Pitching, striking out & other depressing baseball metaphors
LOOKING BACK ON IT, I probably should have become an actor. Not because I have any interest in acting (my crippling stage fright puts the kibosh on that) but because I really suck at pitching. For the showbiz uninitiated, pitching is the official term used for trying to talk somebody into paying you for your story ideas. When it comes to pitching (continuing the baseball metaphor), I strike out. A lot. It’s pretty much what has sunk my screenwriting - and baseball - career.
Pitching is the perfect activity for an actor because it’s basically putting on a performance to sell an audience on parting with it’s money. The audience in this case (most often) is a Very Important Player. A Very Important Player is anyone who will give you money for your story ideas (that’s what makes them very important). Typically this is either a studio executive, a TV network executive, or a producer. A studio executive works at a movie studio. A TV network executive works at a TV network. A producer is anybody with money.

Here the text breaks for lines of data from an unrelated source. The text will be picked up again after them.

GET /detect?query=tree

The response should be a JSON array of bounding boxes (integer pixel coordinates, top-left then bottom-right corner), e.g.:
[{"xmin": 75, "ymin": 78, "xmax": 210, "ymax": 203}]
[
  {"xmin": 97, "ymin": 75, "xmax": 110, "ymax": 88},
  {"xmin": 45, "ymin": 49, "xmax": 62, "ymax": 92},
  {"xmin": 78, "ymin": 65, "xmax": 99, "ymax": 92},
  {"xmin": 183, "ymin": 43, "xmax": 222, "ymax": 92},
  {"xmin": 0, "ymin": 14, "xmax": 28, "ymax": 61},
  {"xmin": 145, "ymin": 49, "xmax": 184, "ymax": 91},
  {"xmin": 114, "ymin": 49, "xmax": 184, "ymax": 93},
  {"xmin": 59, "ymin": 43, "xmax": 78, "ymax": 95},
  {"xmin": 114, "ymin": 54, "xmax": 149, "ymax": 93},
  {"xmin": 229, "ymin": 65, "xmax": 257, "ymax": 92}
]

Being a producer doesn’t require a degree or diploma or any particular qualified skillset. A producer could be an academy award winning filmmaker or an Opthomologist who just won the lottery. For example, during my Starving Screenwriter days I pitched to a 24 year-old kid who sold inflatable furniture out of his parent’s Malibu beach house. Since he had money to potentially pay for my story idea, he was a producer (P.S., he didn’t buy my story idea. For the record I had nothing to do with his furniture deflating).
Anyway, the week after my movie came out, my then manager had me come to L.A. for two weeks “while the iron was hot” in order to pitch. While I was thrilled that Loaded Weapon was kicking box office booty, I wasn’t thrilled at the prospect of blathering my story ideas to a bunch of complete strangers who had the omniscient power to launch or crush my tender budding and pathologically neurotic and insecure screenwriting career.
Also, did I mention my paralyzing, flop-sweat-drowning performance anxiety?
Here’s an actual transcript from one of my pitch meetings:
VERY IMPORTANT PLAYER: (shaking my sweat-drenched hand, grinning like the Cheshire Cat) Nice to meet you, Dan! Hearing great things! Come in! Sit down on this unnecessarily uncomfortable and over-priced but stylish Scandinavian sofa!